What is Explainable AI (XAI) in the context of MLOps?
- A) A procedure for automatic model optimization
- B) Methods for explaining model outputs for transparency and trust
- C) A system for version management of training data
- D) A protocol for model deployment
Correct Answer: B. XAI encompasses methods for explaining predictions from machine learning models to create transparency and trust. Option A describes hyperparameter optimization, Option C is part of data management and Option D refers to deployment processes.
What happens in the MLOps lifecycle when drift is detected?

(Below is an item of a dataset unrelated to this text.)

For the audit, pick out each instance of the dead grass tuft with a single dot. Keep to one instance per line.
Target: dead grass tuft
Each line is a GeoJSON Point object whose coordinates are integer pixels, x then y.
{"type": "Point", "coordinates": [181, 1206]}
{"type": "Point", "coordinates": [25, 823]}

- A) The model is automatically archived in the registry
- B) The system automatically performs retraining
- C) The model is flagged for human review
- D) The system alerts the development team
Correct Answer: B. When drift is detected, the system typically triggers an automatic retraining process to address the performance degradation. Option A is part of lifecycle management but not the immediate response to drift. Option C and D may occur depending on the implementation, but automatic retraining is the standard response to detected drift.